Commercial beers are very well made indeed. They are not crap beers, any more than a Toyota Camry is a crap car. Boring and bland, yes, but actually made to the highest standards. Breweries spend millions employing yeast scientists, engineers, graduate brewers and source the best ingredients on the market plus the best temperature controlled computer operated brewing gear to turn out identical batches time after time.
They do this because there is a demand for their product from people who do not particulary see craft beers as being for them. Much in the same way that Coon Cheese isn't going to close down soon just because there is Imported Danish Havarti or Dutch Maasdam or Goats milk Bulgarian Fetta out there.

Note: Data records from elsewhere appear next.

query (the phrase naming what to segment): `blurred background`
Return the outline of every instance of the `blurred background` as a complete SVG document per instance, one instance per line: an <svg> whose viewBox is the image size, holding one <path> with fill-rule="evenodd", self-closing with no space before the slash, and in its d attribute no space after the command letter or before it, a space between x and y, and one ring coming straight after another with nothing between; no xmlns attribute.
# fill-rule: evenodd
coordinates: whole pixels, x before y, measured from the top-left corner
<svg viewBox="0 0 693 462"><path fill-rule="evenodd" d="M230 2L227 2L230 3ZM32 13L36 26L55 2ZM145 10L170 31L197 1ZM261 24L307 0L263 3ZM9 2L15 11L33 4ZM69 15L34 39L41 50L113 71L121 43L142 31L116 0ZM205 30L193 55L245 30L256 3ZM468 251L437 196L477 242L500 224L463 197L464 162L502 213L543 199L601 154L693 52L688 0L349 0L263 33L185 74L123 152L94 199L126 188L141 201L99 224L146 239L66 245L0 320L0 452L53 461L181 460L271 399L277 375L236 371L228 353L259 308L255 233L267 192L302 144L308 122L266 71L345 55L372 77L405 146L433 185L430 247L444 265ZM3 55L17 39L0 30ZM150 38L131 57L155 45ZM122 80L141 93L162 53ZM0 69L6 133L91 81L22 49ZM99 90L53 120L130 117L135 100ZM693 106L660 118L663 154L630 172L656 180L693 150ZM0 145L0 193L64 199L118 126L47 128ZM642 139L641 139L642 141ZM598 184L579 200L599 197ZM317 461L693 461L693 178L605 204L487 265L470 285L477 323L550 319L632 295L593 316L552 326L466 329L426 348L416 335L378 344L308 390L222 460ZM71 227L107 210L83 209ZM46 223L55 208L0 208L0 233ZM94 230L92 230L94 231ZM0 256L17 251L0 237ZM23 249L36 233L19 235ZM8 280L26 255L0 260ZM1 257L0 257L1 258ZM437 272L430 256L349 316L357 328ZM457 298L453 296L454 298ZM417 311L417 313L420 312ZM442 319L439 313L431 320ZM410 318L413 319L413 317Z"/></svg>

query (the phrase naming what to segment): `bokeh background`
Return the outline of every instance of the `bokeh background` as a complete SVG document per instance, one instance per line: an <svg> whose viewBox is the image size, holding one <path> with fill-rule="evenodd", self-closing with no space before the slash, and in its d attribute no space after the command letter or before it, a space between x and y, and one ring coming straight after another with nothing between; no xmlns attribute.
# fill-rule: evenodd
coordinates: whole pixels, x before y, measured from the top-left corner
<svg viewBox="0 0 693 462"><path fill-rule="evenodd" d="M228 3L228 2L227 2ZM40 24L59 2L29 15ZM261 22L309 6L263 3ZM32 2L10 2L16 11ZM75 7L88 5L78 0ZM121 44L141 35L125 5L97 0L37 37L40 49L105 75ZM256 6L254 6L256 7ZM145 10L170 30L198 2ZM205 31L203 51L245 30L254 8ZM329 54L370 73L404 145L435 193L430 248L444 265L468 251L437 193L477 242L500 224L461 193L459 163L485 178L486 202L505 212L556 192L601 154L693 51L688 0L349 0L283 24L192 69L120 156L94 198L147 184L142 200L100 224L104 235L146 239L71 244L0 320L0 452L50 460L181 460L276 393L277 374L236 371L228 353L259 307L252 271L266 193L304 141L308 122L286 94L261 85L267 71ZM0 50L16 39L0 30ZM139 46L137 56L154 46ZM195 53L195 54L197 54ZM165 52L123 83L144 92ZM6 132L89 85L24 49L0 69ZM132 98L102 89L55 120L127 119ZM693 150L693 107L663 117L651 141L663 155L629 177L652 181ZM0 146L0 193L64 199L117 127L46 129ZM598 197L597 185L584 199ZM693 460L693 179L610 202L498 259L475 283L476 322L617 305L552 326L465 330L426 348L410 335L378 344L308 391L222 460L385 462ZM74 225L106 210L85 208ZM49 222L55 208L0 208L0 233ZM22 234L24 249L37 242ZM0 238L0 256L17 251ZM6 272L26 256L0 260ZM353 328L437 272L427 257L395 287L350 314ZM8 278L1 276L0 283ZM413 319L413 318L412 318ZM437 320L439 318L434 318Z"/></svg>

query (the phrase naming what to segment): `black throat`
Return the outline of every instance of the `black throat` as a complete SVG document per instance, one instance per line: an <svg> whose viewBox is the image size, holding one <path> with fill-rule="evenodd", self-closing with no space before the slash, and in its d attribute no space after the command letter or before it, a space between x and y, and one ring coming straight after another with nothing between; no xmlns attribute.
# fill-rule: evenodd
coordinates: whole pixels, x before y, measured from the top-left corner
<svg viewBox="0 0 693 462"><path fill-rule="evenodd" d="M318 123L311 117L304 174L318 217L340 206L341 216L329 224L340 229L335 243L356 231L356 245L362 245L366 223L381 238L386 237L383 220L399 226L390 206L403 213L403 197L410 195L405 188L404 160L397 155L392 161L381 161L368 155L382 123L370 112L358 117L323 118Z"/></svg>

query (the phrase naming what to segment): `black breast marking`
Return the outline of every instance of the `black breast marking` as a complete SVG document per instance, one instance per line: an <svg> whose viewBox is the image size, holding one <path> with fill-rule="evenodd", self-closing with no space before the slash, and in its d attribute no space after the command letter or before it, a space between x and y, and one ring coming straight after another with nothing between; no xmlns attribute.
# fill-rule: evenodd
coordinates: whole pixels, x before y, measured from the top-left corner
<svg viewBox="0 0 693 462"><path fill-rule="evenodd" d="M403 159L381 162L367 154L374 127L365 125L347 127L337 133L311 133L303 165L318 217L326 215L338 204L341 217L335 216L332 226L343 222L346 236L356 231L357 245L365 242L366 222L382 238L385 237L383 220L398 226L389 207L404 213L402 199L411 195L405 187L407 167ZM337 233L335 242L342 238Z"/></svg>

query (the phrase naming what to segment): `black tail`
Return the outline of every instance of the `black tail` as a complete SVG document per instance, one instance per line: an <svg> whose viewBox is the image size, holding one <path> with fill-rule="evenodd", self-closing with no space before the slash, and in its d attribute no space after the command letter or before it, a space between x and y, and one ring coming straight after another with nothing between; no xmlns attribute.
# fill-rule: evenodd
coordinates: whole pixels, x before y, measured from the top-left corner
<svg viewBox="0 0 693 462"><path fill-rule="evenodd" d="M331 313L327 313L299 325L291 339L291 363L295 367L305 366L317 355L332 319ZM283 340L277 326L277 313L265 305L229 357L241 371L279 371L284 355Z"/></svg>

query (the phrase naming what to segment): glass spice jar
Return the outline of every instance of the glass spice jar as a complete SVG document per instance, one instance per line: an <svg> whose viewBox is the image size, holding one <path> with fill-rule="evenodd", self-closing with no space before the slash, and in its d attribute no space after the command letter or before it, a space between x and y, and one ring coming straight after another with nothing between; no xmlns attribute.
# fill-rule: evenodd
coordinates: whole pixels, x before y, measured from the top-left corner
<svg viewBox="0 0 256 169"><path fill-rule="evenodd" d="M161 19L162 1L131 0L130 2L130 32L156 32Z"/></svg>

Just like Tip Top bread, commercial mainstream pale lagers are going to be the sliced white loaf of beer drinkers for decades to come.
If you want to try and emulate them, it is one of the hardest home brewing exercises and, from experience, I'd say you won't do it with partials. Sorry.
You have nothing to hide behind if you don't get the process spot on. You can't chuck in some extra hops or some extra malt as you would with an APA or a stout, isn't going to work.
At the risk of sounding immodest, but on topic for this thread, I won a second place gong in the Pale Lagers at the Nats just gone with a Premium Australian Lager, and it's taken me 6 years to get there.
Use the same ingredients they do: domestic pilsener malt and cane sugar that's right cane sugar *
Use Pride of Ringwood Hops
Use a Danish style lager yeast similar to the Fosters B strain (Recommend Wyeast Danish Lager)
Mash to a certain and precise schedule: 62 degrees for two hours then raise quickly to a short mashout at 78
Ferment to their typical schedule with the above yeast .. start at 13 degrees for a few days then let rise to around 19 degrees to finish
Lager for 10 days at -1
Ideally filter it, but in any case take the most stringent steps to avoid yeast carry over and chill haze (recommend brewbright)
Serve blisteringly cold.
Personally I prefer to make UK style real ales and the visitors can bring their own VB if they prefer.
*Cane sugar is used in Aussie beers historically to adjust the results from the often dodgy barleys that were grown in the colony. Also, for much of the 20th century pubs closed at 6 pm, giving rise to the six o'clock swill when workers would crowd into bars that were tiled like urinals and would swill down as much piss as possible, sometimes standing with legs outspread and ten or twelve pots on the floor between them. The beer had to be light in body and easily sunk schooner after schooner after schooner, so sugar was essential in the brew and it's stayed there.